Un politico può restare fuori dai social, come Ueli Maurer e Karin Keller-Sutter?«Per loro è facile, sono già al top della politica e possono decidere di non esserci, non penso che perdano appeal. Mentre per i politici meno conosciuti o i giovani non è una possibilità. Oggi un politico giovane deve avere almeno un social. E pensiamo ad altri Paesi come gli USA, i politici sono quasi obbligati ad avere un profilo social per il fundraising, raccogliere soldi e sovvenzioni, è dunque il sistema politico che li incentiva».
Qual è il social più adatto per fare politica?«Dipende sempre dall’obbiettivo, ma penso che il più adatto sia Twitter. Trump ci ha fatto tutta la sua campagna elettorale. Ed è anche quello che anima più commenti al vetriolo».
Infine, esiste un problema di sicurezza per un politico?«Diciamo che è un problema. Ma lo è anche per tutte le istituzioni pubbliche svizzere. Penso che oggi un politico deve prendere tutte le misure per proteggersi, ma anche da parte dello Stato ci debbano essere delle regole chiare. Il vantaggio del nostro sistema politico è che non c’è un’unica persona che decide. Il potere è molto diffuso. E quindi già questa è una protezione».
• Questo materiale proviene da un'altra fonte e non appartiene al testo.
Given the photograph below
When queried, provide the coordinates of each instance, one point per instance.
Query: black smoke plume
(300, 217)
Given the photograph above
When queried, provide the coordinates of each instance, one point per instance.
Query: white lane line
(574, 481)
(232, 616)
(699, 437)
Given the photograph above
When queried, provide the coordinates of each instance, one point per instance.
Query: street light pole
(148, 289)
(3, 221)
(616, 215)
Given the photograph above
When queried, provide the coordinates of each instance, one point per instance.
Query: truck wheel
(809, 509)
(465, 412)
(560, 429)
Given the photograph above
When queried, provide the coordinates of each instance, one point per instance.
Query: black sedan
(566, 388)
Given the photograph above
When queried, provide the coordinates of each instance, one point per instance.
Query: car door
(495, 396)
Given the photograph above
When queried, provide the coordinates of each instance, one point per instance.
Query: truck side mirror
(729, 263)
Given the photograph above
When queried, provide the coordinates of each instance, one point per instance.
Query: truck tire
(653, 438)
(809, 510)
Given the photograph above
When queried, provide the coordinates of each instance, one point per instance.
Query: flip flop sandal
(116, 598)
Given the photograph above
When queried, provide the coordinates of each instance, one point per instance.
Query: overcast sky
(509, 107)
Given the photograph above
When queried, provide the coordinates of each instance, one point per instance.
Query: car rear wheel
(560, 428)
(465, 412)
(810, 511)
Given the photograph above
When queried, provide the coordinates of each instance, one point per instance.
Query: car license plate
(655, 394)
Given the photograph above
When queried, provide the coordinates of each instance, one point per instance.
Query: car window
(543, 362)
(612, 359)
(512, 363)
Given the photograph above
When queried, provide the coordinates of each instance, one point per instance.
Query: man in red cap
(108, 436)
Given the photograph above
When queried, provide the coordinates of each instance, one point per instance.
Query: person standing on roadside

Ma avere regole chiare?«Sì, aggiornate e pensate con specialisti del mestiere, informatici professionisti, questo aiuterebbe. Forse si sta andando più nella dinamica della professionalizzazione della politica e questo è un bene, perché la comunicazione politica è una cosa importante e se ben fatta è davvero efficace: può sembrare strano ma in politica è più vincente una politica sbagliata ma con una comunicazione efficace che viceversa».